# Friday night shrimp boil.



## 73saint (Jul 10, 2020)

Kept it pretty simple tonight.  Took out a 4 lb bag of shrimp to boil.  We love to boil a small batch of shrimp, then peel what we don’t eat, and make a shrimp salad.  We’ve been doing this the same way for well over 40 years, my entire life.
Granted, I would prefer head-on shrimp for boiling.  But we usually get large batches of really fresh shrimp and always have to freeze some.  I typically freeze my shrimp with heads off, so we make do.  This still comes out great. 






all I’m doing here is measuring out my water. I’ll remove the shrimp before adding the seasoning, but I want my water to just cover the shrimp for small batches like this.





To the water I add 3/4 cup salt, 2-3 bags of zatarains seasoning bags, 1/3 cup cayenne, 3-4 lemons, 2-3 onions, couple stalks of celery and at least two whole heads of garlic, cut in half.   Add a little cooking oil to the water, bring it to a boil, add the shrimp & bring to a second boil, trying to keep the total cook time to about 4 minutes.   Then I turn the heat off, cover 3/4 of the pot and let the shrimp soak for 20 minutes.   Then I strain all the shrimp out of the water and it’s time to eat!

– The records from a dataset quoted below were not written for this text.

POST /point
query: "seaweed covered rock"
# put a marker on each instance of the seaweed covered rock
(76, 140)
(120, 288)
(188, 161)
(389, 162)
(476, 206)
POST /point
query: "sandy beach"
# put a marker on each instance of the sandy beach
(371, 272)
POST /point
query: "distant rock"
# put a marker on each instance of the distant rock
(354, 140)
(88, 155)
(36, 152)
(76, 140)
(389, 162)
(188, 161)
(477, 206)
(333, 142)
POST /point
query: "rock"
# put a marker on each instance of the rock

here they are soaking, right before covering
. 
	

		
			
		

		
	






time to eat!  But that’s not the best part.  To me, leftover shrimp salad is about as good as it gets.  Here’s my family’s recipe. It’s not anything fancy but I wouldn’t change a thing. Now you have to eyeball this bc you never know how much shrimp you have leftover. But chop some iceberg lettuce, green onion, celery, rough chop your shrimp, add about two dollops of mayo, cracked black pepper and a dash or two of old bay. Mix it up and try to let it sit for at least an hour or two.  But overnight is better. 

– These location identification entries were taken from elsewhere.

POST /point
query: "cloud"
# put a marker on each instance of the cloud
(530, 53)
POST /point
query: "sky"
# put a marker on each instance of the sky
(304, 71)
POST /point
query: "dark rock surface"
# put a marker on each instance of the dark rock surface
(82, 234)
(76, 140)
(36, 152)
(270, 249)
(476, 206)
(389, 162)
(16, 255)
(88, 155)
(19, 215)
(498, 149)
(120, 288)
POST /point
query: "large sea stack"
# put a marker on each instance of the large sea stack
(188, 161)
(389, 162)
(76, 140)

Serve it on a saltine cracker and it’s heaven!

hope everyone has a great weekend!


----------



## 6GRILLZNTN (Jul 10, 2020)

Heck Yea.  I'd be all over that for sure.

Dave


----------



## TNJAKE (Jul 10, 2020)

Yeah bud. Nice. I'm a fan of all you did


----------



## Steve H (Jul 11, 2020)

I'll take some! Looks good!


----------



## forktender (Jul 11, 2020)

DAMN!!! That all looks awesome!!!
My kinda grub'in right there, I haven't done a boil in a few years.......time to get busy.

Thanks for the kick start, I need to get busy.
Dan


----------



## SmokinAl (Jul 11, 2020)

Awesome!
We don’t get fresh shrimp around here very often, & when we do, they are expensive!
Al


----------



## 73saint (Jul 11, 2020)

Thanks everyone!


----------



## tx smoker (Jul 11, 2020)

OH YES!! Where's my snorkel and fins? I'm ready to dive into that. Beautiful meal without a doubt.

Robert


----------



## HalfSmoked (Jul 11, 2020)

Nice job saint and for sure would go for the hold deal shrimp salad and all.

Warren


----------



## xray (Jul 11, 2020)

Oh that all looks so good! The shrimp salad sounds delicious too!

I inherited a turkey fryer that needs a new burner. I’m fixing to do some kind of boil.


----------



## HalfSmoked (Jul 11, 2020)

Thanks for the like saint it is greatly appreciated.

Warren


----------